Stopping at Mighty-O worked very well. Everyone started in the Friends of Mighty-O Parklet boat while I ran inside to pick up the three dozen mini doughnuts I’d ordered online ahead of time. Then some families migrated inside for coffee and full-sized doughnuts and some stayed in the boat.

We backtracked a bit, going out of the way for the sake of controlled street crossing: 17th Avenue NW greenway to NW 58th Street greenway. We mixed things up by heading south on 14th Avenue NW which is a pretty big street, but with an island in the middle and it’s worth taking in the downhill direction since we can go at a reasonable speed.
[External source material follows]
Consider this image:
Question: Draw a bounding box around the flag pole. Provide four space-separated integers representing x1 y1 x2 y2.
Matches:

And it has a light for crossing Market. We biked five blocks of 14th before turning off at 53rd which crosses through Gilman Playground. Parallel streets are just as quiet, but cutting through a playground is always worth it. Then four blocks down quiet 9th and we were at Populuxe Brewing!

There was tons of room to bring our bikes into the patio, lots of outdoor seating and a huge annex (which I hear begins a remodel next week) with pinball and video games as well as a big-screen TV and lots of seating. On such a nice day (the sun was out for some of the time!) it was wonderful to be outside, though.
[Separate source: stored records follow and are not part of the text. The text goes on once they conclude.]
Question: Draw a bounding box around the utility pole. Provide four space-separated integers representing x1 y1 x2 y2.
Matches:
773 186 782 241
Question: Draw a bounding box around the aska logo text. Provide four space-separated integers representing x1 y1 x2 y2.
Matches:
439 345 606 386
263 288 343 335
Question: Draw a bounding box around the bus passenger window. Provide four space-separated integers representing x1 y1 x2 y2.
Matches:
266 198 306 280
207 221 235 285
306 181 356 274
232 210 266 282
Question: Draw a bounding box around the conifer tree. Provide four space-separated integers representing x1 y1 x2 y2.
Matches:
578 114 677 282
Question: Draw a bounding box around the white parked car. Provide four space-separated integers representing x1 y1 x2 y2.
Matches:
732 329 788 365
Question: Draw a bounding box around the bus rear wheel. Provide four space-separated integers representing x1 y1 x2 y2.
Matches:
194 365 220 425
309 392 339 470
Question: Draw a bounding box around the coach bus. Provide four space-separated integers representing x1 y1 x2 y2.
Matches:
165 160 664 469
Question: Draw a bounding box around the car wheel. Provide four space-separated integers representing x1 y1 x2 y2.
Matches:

The food at Peasant Food Manifesto looked amazing (and others confirmed it was indeed so), but my littles weren’t adventurous enough for it so I headed down a few blocks to Giddy Up Burgers & Greens for kid burgers and fries. I hadn’t been there before and it looks great for kids: huge coloring sheets, lots of crayons, and little toy trucks!

Balleywood Creamery was at the brewery, too, and it was SO GOOD. There was a sorbet (peach this time) for my dairy-sensitive kid and I chose the not-too-hoppy caramel hop one. YUM!

We look forward to more sunny rides as the seasons change (finally!)